Kahire'nin güneyindeki Nuwayrat köyünde 1900'lerin başında bulunan kalıntılar, kayaya oyulmuş bir mezarın içine yerleştirilmiş bir çömlek kabın içindeydi.

Liverpool John Moores Üniversitesi'nden Dr. Adeline Morez Jacobs liderliğindeki araştırmacılar, 4 bin 500 ila 4 bin 800 yıl önce yaşamış kişinin kemiklerini inceledi. Ayrıca dişinden aldıkları örneklerle genomunu dizileyen ekip, Antik Mısırlı hakkında eşsiz bilgiler elde etti.

VFDGH
Adamın kalıntılarını içeren çömlek 1902'de keşfedilmişti (Garstang Arkeoloji Müzesi/Liverpool Üniversitesi)

İlk piramitler inşa edilirken yaşayan kişinin kalıntıları, 44-64 yaşında ölen bir erkek olduğuna işaret ediyor. Makalenin yazarlarından Joel Irish, MÖ 2855 ila 2570'de hayatını kaybeden adam hakkında "Öldüğünde muhtemelen 60'lı yaşlarındaydı, ki bu o dönem için inanılmaz derecede ileri bir yaş" diyor.

Bilim insanları kişinin genetik materyalinin yüzde 80'inin beklendiği gibi Kuzey Afrika kökenine sahip olduğunu tespit etti. Ancak yüzde 20'si, Batı Asya ve Mezopotamya bölgesindeki insanlara dayanıyordu.

Araştırmacılar Antik Mısır ve Mezopotamya halkları arasında bir ilişki olduğunu uzun zamandır düşünüyordu.

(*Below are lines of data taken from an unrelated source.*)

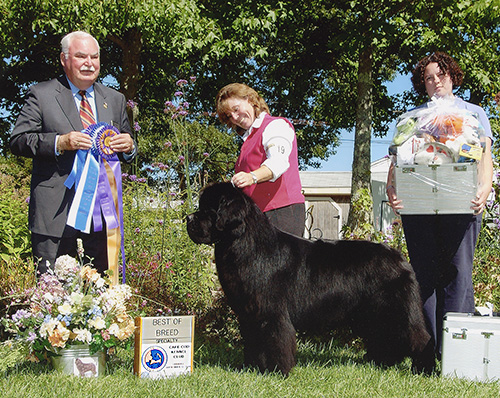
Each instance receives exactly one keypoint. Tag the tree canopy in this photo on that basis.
(323, 63)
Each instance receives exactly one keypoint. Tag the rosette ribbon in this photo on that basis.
(96, 176)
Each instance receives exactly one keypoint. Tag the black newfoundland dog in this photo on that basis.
(277, 283)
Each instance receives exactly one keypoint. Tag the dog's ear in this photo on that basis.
(231, 217)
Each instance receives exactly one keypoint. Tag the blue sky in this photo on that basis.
(342, 160)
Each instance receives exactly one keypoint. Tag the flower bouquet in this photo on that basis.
(439, 133)
(70, 305)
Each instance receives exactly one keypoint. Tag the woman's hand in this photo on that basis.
(393, 199)
(242, 180)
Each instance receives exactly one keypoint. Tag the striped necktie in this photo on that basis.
(85, 110)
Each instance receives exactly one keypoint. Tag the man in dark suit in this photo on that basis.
(49, 130)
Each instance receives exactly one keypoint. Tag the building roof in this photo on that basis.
(338, 182)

Arkeolojik bulgular bu etkileşime güçlü kanıtlar sunsa da bugüne kadar genetik bir veri elde edilememişti. 

Harvard Üniversitesi'nden Iosif Lazaridis, yer almadığı çalışmanın bulguları hakkında "Bu örnek bize, bu kadar erken bir tarihte Mısır'da çoğunlukla Kuzey Afrikalı soyundan gelen ancak Mezopotamya'dan da bir miktar soy katkısı olan insanlar olduğunu söylüyor" diyor: 

Bu coğrafi açıdan mükemmel derecede mantıklı.

Araştırmacılar bulunan kemiklerde artrit ve osteoporoz belirtilerinin yanı sıra yaşamının büyük bölümünde aşağı baktığını ve öne doğru eğildiğini gösteren işaretler tespit etti. Ayrıca kollarını uzun süre önünde tuttuğunu, ağır malzemeler taşıdığını ve sert yüzeylere oturduğunu gösteren bulgulara rastlandı. 

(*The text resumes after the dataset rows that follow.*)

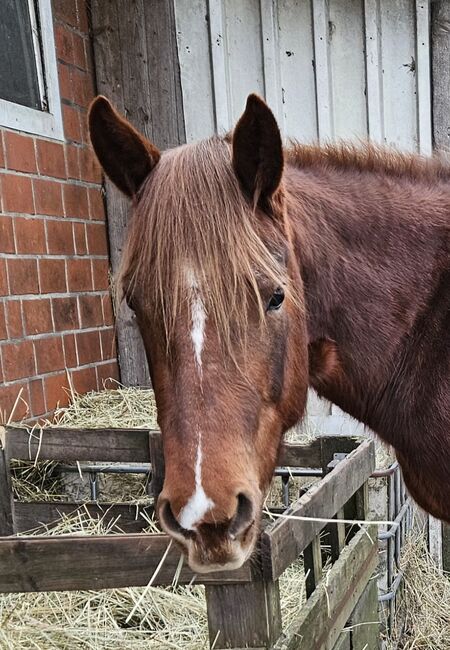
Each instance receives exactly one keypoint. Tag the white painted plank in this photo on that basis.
(374, 81)
(347, 69)
(271, 58)
(399, 76)
(423, 76)
(323, 71)
(195, 68)
(298, 85)
(245, 59)
(220, 70)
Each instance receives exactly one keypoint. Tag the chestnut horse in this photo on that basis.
(255, 272)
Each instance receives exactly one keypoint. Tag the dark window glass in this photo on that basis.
(18, 72)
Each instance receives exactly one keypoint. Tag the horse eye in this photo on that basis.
(276, 300)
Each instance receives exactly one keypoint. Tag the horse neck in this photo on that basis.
(368, 271)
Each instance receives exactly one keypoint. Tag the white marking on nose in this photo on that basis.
(198, 316)
(199, 504)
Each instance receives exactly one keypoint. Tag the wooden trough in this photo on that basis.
(244, 605)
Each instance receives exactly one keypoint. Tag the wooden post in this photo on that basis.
(136, 64)
(6, 515)
(244, 615)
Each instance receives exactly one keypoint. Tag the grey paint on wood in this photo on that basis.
(137, 67)
(440, 66)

Ekip bu verilere dayanarak bu kişinin ağır işçilik yaptığı ve muhtemelen çömlekçi olduğu sonucuna vardı. Irish çömlekçi çarkının da Mısır'a bu dönemde geldiğini söyleyerek ekliyor:

Öte yandan bir çömlekçiye genellikle böyle üst sınıf bir cenaze töreni düzenlenmez. Belki de olağanüstü yetenekli ya da başarılı olduğu için sosyal statüsü yükselmişti.

Bilim insanları Antik Mısır ve Mezopotamya ilişkisine ışık tutan yeni çalışmanın sadece tek bir genom örneğine dayandığına ve daha fazla kanıt bulmayı beklediklerine değiniyor. Bu sayede iki bölgede yakın zamanda ortaya çıkan yazının kökenlerini ve farklı toplumlar arasındaki göçleri daha iyi anlamayı umuyorlar.

Makalenin ortak yazarı Dr. Linus Girdland-Flink "Bu, insan genetik varyasyonu bulmacasının sadece bir parçası: Bugüne kadar yaşamış her insan ve onların genomu bu bulmacanın benzersiz bir parçasını oluşturuyor" diyerek ekliyor:

Hiçbir zaman herkesin genomunu dizileyemeyeceğiz ancak insanlık tarihinde bugün kim olduğumuzu şekillendiren önemli olayları doğru bir şekilde yeniden yapılandırmak için dünyanın dört bir yanından yeterince çeşitli örnek toplamayı umuyoruz.